Our energy's flagging. The trauma bay will be our last stop.
A lifesaving lab.
This room, more than anywhere else, sends me hurtling back through time.
Nurse Aileen steps out from behind the desk. With her friendly smile and dark ponytail, she's maybe 2 inches taller than I am. But in a second, we realize we have something else in common. Aileen was here the morning I was brought in by ambulance!
She shows me the actual bay I was in -- 32T -- and tells me what she remembers. My horribly mangled leg. Dr. M's determination to control my pain. How my mom came in to see me, and how worried I was about her.
Then Aileen calls Margaret, who remembers me too. At 7 a.m. on November 9, Aileen had just begun her shift. Margaret was finishing her last month as a trauma nurse before becoming a nurse practitioner. What are the chances I would end up in both their capable hands?
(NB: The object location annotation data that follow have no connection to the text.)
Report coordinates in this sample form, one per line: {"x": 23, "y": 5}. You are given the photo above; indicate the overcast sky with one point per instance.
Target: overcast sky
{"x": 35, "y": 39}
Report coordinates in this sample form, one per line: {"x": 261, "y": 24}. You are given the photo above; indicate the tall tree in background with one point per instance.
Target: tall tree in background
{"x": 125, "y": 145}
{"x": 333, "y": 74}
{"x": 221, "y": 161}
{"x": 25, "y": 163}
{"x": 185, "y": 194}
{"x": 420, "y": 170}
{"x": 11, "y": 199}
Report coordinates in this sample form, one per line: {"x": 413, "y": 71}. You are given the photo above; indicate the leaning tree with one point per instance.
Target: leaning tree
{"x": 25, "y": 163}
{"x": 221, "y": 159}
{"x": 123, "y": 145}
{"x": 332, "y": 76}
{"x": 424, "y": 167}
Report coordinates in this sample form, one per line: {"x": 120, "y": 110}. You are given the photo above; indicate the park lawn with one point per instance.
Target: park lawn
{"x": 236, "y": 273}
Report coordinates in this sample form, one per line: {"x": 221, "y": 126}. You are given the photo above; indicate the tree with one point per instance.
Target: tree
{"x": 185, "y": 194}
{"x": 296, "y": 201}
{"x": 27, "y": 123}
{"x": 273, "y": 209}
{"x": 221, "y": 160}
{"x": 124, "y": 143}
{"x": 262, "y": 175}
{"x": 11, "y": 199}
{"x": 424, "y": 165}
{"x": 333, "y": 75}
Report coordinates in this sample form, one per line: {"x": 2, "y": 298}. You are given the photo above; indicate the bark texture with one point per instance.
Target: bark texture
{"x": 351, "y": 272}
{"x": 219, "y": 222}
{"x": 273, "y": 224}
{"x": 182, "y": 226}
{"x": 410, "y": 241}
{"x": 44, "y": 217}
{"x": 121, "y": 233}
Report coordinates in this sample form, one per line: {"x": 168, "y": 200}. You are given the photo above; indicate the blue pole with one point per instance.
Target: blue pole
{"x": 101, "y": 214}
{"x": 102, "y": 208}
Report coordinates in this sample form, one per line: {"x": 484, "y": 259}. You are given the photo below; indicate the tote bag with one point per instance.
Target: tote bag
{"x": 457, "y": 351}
|There are no words to express how FORTUNATE I am!|
The two of them took care of me on this very bed, in this very room. In the last 3 1/2 years, they've cared for thousands of patients. Yet they still remember.
On this blog, I often talk about how things change. (Just type the word "change" into the search box, and you'll see what I mean.) As humans, we like to move forward at a steady pace. It instills us with comfort and hope. Don't we all want to leave the troublesome stuff behind?
But science says that time doesn't work that way. Like so many other things, time is relative. It's based on our own speed moving through space. I'm no expert in quantum physics, but as I near Mile 1750, I kinda get it.
When I push out through the revolving doors of the lobby, I can feel my own speed. Although my leg aches from this long day, I keep walking. I leave the hospital behind.
On the sidewalk outside, there are a thousand reminders....
Blue Jefferson signs. Wheelchairs. Flags proclaiming the hospital's new slogan, Health Is All We Do.
Maybe so, I think. But here's the thing, Jefferson. You do it AGAIN and AGAIN.
While time moves forward, you remain like a rock between Chestnut and Walnut Streets. You stock your floors with the best staff anyone could ask for. When an ambulance can't reach you, you send out a helicopter. You light your hallways day and night. Hour to hour, your trauma team waits. So when we need you, you're there.
Some things are better left unchanged.
Today, 3 miles passed for me. And before that, 3 1/2 years. But YOUR work goes on and on.
Thank you Jefferson. Time and time again.